Document Ingestion
How refugee documents are sourced from SharePoint and ingested into the Digital Archive pipeline.
Overview
Document ingestion is the entry point of the entire pipeline. It is responsible for detecting new documents in SharePoint, transferring them into Azure Blob Storage, and triggering downstream processing.
Steps
1. Source — SharePoint
UNRWA stores refugee documents (Master Cards, Index Cards, Fact Sheets) in SharePoint. This is the authoritative source from which all documents originate.
2. Trigger — Power Automate
A Power Automate flow monitors SharePoint for new or unprocessed files. When a qualifying file is detected, the automation reads the file and initiates the ingestion process.
3. Upload — Azure Blob Storage
The document is uploaded to Azure Blob Storage (Unprocessed- Files Container), where it is persisted and made available to the rest of the processing pipeline.

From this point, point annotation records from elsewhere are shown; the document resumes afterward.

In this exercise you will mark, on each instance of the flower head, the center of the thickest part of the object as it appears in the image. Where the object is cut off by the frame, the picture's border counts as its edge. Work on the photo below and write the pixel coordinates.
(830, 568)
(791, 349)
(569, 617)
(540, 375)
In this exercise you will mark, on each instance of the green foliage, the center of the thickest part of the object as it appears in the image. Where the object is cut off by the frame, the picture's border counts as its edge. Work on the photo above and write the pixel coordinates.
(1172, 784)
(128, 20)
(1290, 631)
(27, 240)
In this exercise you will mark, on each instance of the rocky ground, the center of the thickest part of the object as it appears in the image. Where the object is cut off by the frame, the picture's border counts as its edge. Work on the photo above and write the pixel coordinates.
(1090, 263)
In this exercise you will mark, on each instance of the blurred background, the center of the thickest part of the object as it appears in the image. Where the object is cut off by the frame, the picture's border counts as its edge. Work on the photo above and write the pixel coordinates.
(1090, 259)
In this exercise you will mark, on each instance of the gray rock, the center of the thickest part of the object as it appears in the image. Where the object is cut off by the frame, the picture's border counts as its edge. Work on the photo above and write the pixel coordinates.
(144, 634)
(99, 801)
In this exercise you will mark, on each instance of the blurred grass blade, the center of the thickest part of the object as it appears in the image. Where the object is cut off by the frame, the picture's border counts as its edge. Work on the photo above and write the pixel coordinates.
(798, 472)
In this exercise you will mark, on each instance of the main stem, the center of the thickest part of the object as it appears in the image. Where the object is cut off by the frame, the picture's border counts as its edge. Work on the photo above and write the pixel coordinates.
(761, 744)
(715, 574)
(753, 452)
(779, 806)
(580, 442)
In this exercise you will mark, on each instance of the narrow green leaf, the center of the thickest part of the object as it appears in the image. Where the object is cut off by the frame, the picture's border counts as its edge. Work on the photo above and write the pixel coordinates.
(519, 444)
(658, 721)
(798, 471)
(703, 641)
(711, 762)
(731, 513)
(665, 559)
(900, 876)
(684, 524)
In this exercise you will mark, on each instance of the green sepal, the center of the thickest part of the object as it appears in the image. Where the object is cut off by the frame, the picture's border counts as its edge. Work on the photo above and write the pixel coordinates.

4. Queue — AI Classification Trigger
Once uploaded, a message is pushed to an Azure Queue. This event triggers the next stage in the pipeline — AI-based document classification.
5. Status Update — SharePoint
After the upload completes, Power Automate writes a status flag back to the SharePoint record marking the file as ingested. This prevents the same document from being picked up again in subsequent automation runs.
Flow Summary
SharePoint → Power Automate → Azure Blob Storage → Azure Queue → AI Classification
↓
Update ingestion status in SharePoint